Antagonising tumour microenvironment-mediated drug resistance in pancreas adenocarcinoma

Primary supervisor: Ingo Ringshausen, UCL

Secondary supervisor: Kairbaan Hodivala-Dilke, Queen Mary University of London

Project

Project background and description:
Over the past decade, an increasing amount of evidence has demonstrated that interactions between tumour cells and their environment are critical for transformation and disease progression, but also determine response to cancer therapies. Therefore, antagonising the interactions between tumour and non-malignant cells is an alternative and orthogonal approach to treat cancer. Our group has recently shown that malignant cells from patients with haematological malignancies activate and reprogram mesenchymal stroma cells of the tumour microenvironment, which in turn protect cancer cells from spontaneous and drug-induced apoptosis. We demonstrate that this process is strictly dependent on the activation of protein kinase C (PKC)- signalling in stroma cells [1]. Antagonising PKC-signalling through genetic interference or small molecule inhibitors prolonged the life span of leukaemia bearing mice [2]. This work has led to a patent-application as well to a clinical trial, illustrating the translational impact of this new line of research.

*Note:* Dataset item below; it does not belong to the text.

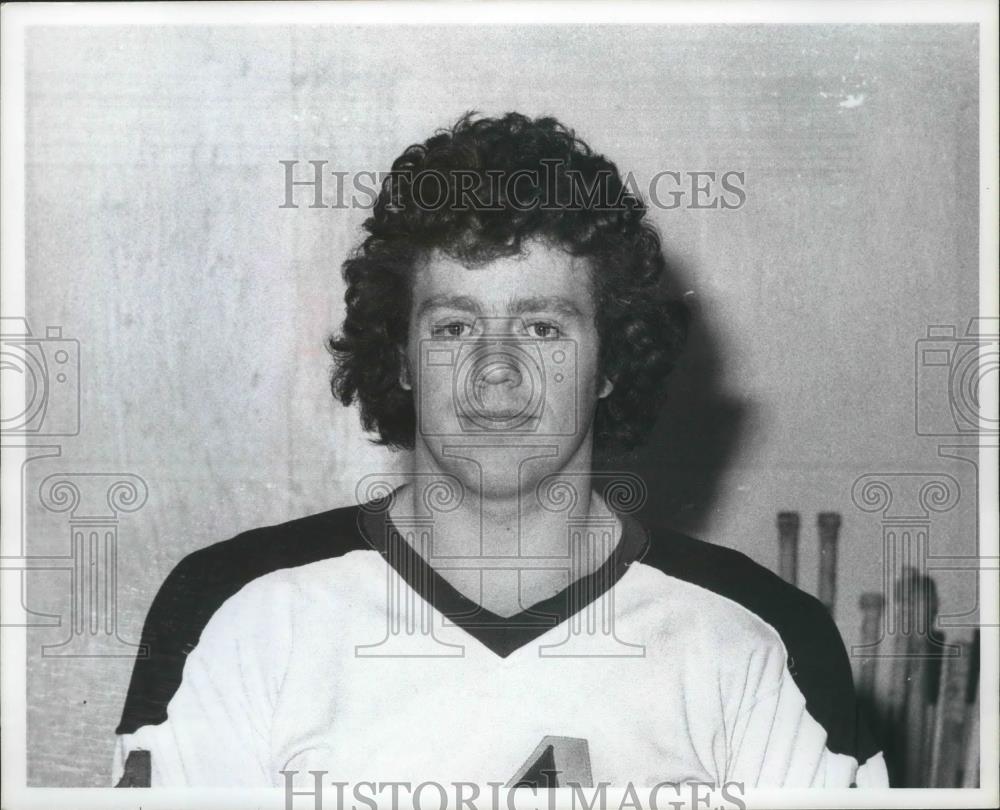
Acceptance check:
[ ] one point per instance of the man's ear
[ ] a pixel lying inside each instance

This project builds on ours and other data indicating that PKC-activity in non-malignant cells is important for (1) disease progression of breast [3] and pancreas carcinoma [unpublished], (2) tumour-angiogenesis [4] and (3) that endothelial cells are crucial for the protection of cancer cells from chemotherapeutic drugs [5].
This interdisciplinary project will address the role of PKC-signalling in mesenchymal and endothelial cells in pancreas adenocarcinoma. Exploiting established 2D and 3D-co-culture models using primary mouse derived mesenchymal and endothelial cells in combination with in vivo models (GEMMs, PDX-mouse models) and single cells analyses, this project will address the following questions:

(1) Which subset(s) of stroma & endothelial cells require PKC-activity for tumour-progression and angiogenesis. A particular focus of the project will be to identify how genetic and pharmacological inhibition of PKC-dependent signalling events skews the differentiation of cancer-associated fibroblasts (CAFs) and affects angiogenesis. The applicant will apply single cell sequencing/ transcriptomics and immunofluorescence to address this aim

(2) Which signalling pathways drive the communication between tumour cells and stroma & endothelial cells. Through mass spectrometry/ image mass cytometry and RNA-sequencing we will identify signalling molecules essential for the interaction between stroma-, endothelial- and cancer cells and how this affects responses to therapies.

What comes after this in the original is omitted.